Eppure, nonostante ci sia anche chi come Hirschfeld abbia deciso di chiudere una volta per tutte con il Sionismo, in Israele esiste ancora una discussione pubblica sull’ideologia che ha portato alla nascita dello Stato. Quando i primi pionieri ebrei sono giunti in Palestina nella seconda metà dell’Ottocento, unendosi alla comunità ebraica che già esisteva in quei luoghi (il cosiddetto “ha-Yishuv ha- Yashan”, l’antica comunità, in contrapposizione con “ha-Yishuv ha-Chadash”, ossia la comunità ebraica nata dalle prime ondate di immigrazione sionista), l’obiettivo era creare uno Stato ebraico e democratico: un paese dove gli ebrei, perseguitati o costretti all’assimilazione in Europa, potessero essere ebrei e dove tutti i cittadini potessero essere uomini liberi, indipendentemente dal credo o dall’etnia. Oggi, a quasi centocinquant’anni di distanza, Israele è uno Stato ebraico e democratico, dove tutti i cittadini godono di pari diritti, che essi appartengano alla maggioranza ebraica oppure alla minoranza araba che rappresenta il venti per cento della popolazione. Eppure è anche uno Stato che, di fatto, controlla le vite di milioni di persone, i palestinesi dei Territori occupati, senza che questi abbiano diritto di voto – diritto di cui, per altro, invece godono gli ebrei che vivono in Cisgiordania. È un paese in cui un numero crescente di cittadini arabi non si sentono più a casa – alcuni, tra i più benestanti e cosmopoliti, hanno scelto l’esilio volontario come ha fatto Kashua, molti di più hanno smesso di definirsi non più “arabi israeliani”, bensì “palestinesi del 1948”, a sottolineare la loro identità non israeliana e in solidarietà con i loro fratelli dei Territori occupati, definiti “palestinesi del 1967”. Israele è un paese in cui una parte della popolazione, certo minoritaria ma sempre meno marginalizzata, ritiene accettabile, se non proprio normale, che delle ragazzine se ne escano con delle frasi come “odiare gli arabi non è razzismo”.

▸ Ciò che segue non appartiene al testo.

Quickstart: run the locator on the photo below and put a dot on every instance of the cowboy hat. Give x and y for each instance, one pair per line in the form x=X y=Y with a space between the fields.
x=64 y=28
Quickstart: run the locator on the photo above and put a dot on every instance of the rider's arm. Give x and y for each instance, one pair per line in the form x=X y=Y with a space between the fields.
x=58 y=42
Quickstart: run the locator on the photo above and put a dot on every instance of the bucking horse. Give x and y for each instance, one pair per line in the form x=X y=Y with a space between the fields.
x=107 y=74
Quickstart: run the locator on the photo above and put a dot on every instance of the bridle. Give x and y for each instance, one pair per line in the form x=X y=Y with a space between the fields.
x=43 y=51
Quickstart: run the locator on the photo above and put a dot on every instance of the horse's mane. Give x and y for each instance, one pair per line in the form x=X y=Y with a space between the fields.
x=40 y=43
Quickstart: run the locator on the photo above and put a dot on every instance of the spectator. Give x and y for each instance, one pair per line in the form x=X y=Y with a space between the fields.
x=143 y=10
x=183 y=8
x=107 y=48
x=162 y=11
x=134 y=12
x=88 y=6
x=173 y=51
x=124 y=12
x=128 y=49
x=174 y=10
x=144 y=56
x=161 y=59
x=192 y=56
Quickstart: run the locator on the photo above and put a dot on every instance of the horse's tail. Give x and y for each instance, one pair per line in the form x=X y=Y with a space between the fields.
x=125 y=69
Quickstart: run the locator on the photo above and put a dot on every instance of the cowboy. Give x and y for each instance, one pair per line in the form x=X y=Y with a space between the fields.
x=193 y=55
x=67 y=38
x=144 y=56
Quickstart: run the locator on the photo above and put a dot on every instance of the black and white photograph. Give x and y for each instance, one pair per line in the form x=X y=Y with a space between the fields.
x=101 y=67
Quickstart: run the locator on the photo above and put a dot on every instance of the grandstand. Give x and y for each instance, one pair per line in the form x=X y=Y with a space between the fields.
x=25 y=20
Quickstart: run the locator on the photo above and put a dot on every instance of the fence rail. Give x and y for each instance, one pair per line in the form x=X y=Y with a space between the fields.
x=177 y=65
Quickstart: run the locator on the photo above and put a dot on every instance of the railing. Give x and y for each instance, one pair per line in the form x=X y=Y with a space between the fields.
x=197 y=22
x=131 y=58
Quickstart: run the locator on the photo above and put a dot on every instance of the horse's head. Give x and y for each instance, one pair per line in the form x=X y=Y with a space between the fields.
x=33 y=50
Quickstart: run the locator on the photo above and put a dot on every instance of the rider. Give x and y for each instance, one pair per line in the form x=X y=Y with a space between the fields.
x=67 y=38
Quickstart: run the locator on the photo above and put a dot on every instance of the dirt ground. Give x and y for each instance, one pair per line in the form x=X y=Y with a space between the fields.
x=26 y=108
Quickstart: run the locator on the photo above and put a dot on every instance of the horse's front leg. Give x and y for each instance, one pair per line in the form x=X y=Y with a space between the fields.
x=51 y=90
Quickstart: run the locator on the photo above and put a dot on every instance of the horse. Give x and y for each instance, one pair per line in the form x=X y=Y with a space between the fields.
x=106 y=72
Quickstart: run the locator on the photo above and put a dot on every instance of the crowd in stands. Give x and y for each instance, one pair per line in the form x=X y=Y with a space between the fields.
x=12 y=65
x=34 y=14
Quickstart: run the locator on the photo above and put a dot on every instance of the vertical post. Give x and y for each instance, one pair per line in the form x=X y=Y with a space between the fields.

Inutile negarlo: Israele è, come ha detto il presidente Rivlin, una società malata. Alcuni si sono convinti che la radice del problema sia l’idea stessa di Israele, o meglio il modo in cui è nata. Com’è possibile coniugare l’ideale di uno “Stato ebraico e democratico” con i valori universali di uguaglianza e democrazia? Certo, Israele ci ha provato, e per un po’ pareva persino esserci riuscito, ma alla fine il Sionismo s’è dimostrato per quello che era, ossia un’idea fallimentare in partenza: questo il ragionamento dei critici.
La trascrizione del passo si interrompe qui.